Foto durante la mostra:

Walkabout di Maria Korporal – foto di Anita Guerra

Walkabout di Maria Korporal – foto di Anita Guerra

Alcune foto e video del work in progress:

 

 

 

Citazione da "Le vie dei canti" di Bruce Chatwin

[ l’ex benedettino aborigeno Flynn racconta a Bruce Chatwin: ]

I bianchi, cominciò, commettevano comunemente l’errore di pensare che gli aborigeni, non essendo stanziali, non avessero nessun sistema che regolasse il possesso della terra. Era una sciocchezza. La verità era che gli aborigeni non potevano immaginare il territorio come un pezzo di terra circondato da frontiere, ma piuttosto come un reticolato di “vie” o “percorsi”.

“Tutte le nostre parole per ‘paese’” disse “sono le stesse che usiamo per ‘via’”.

Il perché si spiegava facilmente. Gran parte dell’outback australiano era costituito da aride distese di arbusti o da deserto sabbioso; là le precipitazioni erano sempre irregolari e a un anno di abbondanza potevano seguire sette anni di carestia. In un paesaggio simile, muoversi voleva dire sopravvivere, mentre rimanere nello stesso posto voleva dire suicidarsi. Il “paese natale” di un uomo era definito “il posto in cui non devo chiedere”. Però, sentirsi “a casa” in quel paese dipendeva dalla possibilità di lasciarlo. Ognuno sperava di avere almeno quattro “vie d’uscita” da seguire in tempo di crisi. Ogni tribù – volente o nolente – doveva intrattenere rapporti con i suoi vicini.

“Così, se A aveva la frutta,” disse Flynn “B aveva le anatre e C un giacimento d’ocra, c’erano regole formali per lo scambio di questi prodotti, e itinerari formali per metterlo in pratica”.

Quello che i bianchi chiamavano walkabout era in pratica una specie di telegrafo del bush con servizio di Borsa, che diffondeva messaggi tra popoli che non si vedevano mai e che avrebbero potuto ignorare l’esistenza degli altri.

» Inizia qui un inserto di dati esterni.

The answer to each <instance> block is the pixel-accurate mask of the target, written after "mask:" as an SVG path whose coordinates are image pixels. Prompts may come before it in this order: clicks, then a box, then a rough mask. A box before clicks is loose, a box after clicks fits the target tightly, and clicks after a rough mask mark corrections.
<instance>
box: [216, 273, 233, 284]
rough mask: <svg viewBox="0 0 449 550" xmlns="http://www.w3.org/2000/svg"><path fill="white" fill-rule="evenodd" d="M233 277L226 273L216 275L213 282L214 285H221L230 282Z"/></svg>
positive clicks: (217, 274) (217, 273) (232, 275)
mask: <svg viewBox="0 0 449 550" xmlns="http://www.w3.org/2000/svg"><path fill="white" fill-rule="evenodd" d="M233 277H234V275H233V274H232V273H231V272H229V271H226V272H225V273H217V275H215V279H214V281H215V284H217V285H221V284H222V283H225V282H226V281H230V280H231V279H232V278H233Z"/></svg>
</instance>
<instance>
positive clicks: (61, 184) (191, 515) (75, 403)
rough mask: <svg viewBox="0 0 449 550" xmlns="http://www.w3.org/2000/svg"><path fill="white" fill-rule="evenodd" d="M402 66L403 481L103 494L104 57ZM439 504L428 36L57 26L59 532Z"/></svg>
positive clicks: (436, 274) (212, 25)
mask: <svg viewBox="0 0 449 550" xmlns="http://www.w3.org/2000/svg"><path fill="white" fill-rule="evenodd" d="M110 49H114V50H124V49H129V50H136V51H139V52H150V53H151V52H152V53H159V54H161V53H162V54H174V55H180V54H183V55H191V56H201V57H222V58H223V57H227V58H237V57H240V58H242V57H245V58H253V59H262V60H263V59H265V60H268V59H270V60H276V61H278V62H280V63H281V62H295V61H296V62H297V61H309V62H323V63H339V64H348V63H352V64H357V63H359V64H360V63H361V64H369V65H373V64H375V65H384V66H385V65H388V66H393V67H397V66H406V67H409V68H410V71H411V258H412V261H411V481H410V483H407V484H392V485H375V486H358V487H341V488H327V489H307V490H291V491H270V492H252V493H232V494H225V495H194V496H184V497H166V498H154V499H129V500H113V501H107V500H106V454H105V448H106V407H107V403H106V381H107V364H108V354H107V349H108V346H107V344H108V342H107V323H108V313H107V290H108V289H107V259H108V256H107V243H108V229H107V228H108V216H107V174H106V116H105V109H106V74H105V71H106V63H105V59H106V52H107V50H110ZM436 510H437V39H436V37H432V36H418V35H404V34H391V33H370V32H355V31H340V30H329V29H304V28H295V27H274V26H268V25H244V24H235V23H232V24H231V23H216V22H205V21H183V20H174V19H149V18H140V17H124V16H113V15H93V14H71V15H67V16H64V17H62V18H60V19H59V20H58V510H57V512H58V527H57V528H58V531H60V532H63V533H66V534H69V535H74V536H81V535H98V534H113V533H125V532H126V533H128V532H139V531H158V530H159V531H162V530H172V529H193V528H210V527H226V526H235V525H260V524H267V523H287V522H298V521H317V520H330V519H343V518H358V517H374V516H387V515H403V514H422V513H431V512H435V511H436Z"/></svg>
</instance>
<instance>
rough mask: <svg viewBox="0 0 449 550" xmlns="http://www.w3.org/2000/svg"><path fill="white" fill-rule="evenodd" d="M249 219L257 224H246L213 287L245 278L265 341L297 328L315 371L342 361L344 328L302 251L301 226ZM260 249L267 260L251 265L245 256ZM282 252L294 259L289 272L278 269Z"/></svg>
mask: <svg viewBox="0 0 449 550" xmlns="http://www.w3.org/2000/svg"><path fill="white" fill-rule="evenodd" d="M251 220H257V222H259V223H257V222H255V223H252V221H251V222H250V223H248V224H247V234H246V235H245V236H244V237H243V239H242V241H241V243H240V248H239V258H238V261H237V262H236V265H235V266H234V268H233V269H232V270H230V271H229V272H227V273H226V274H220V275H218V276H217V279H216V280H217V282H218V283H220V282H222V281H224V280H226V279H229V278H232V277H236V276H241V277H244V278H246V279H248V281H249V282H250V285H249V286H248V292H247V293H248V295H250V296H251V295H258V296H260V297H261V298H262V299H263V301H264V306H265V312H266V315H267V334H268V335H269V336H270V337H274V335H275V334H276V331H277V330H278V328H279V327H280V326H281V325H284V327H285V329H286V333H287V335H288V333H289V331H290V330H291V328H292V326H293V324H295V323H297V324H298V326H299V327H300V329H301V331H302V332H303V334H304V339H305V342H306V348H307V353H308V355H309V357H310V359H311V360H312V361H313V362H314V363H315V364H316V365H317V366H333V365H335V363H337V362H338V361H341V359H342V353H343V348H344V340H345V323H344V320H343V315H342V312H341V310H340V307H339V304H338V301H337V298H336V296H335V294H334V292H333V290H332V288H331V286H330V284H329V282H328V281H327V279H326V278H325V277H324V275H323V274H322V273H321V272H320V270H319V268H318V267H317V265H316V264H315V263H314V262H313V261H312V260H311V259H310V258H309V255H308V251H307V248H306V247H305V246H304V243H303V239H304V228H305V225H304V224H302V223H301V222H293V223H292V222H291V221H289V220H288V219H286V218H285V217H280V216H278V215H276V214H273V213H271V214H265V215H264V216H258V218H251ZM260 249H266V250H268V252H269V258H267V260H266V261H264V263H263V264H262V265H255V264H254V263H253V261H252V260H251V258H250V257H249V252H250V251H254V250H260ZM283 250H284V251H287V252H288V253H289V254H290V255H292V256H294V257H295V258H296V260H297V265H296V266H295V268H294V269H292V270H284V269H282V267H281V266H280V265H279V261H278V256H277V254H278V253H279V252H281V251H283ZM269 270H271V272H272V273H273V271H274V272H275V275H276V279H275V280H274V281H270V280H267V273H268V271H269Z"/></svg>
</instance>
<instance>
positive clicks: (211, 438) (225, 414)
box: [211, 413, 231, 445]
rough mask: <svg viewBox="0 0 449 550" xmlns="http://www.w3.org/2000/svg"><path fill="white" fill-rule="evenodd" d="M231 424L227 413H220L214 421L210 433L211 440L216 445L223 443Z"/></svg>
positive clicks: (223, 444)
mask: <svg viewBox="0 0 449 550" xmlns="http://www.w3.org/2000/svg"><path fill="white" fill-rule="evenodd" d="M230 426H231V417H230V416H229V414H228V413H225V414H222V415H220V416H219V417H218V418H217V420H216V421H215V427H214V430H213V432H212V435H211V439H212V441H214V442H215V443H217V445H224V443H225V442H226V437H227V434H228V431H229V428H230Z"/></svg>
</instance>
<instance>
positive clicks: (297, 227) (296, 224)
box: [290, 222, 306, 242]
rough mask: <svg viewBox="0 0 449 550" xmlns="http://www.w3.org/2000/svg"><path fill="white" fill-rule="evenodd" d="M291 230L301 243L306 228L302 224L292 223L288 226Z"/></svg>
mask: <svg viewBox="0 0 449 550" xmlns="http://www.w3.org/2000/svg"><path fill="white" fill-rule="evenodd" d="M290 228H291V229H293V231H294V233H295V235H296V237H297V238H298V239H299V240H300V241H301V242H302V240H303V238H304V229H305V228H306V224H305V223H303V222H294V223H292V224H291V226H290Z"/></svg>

“Questo commercio” disse “non era il commercio che conoscete voi europei. Non era il mestiere di comprare e vendere per profitto! Il nostro popolo barattava sempre alla pari”.

Gli aborigeni, in generale, erano convinti che tutte le merci fossero potenzialmente nocive e che avrebbero danneggiato i loro proprietari a meno che questi fossero perennemente in moto. Le “merci” non dovevano necessariamente essere commestibili, né utili. Nulla piaceva di più alla gente che barattare cose inutili – o cose che poteva procurarsi da sé: piume, oggetti sacri, cinture di capelli umani.

“Lo so” lo interruppi. “Qualcuno barattava il suo cordone ombelicale”.

“Vedo che ti sei documentato”.

Le “merci”, proseguì, dovevano piuttosto esser considerate fiches di un gioco gigantesco, il cui tavolo era il continente intero e i giocatori tutti i suoi abitanti. Le “merci” simboleggiavano intenzioni: commerciare ancora, incontrarsi di nuovo, stabilire frontiere, combinare matrimoni, cantare, danzare, condividere risorse e condividere idee.

Una conchiglia poteva passare di mano in mano, dal Mare di Timor alla Gran Baia, lungo “strade” tramandate dal principio dei tempi. Queste “strade” correvano lungo la linea di immancabili pozzi naturali. I pozzi, a loro volta, erano centri rituali dove si radunavano uomini di tribù diverse.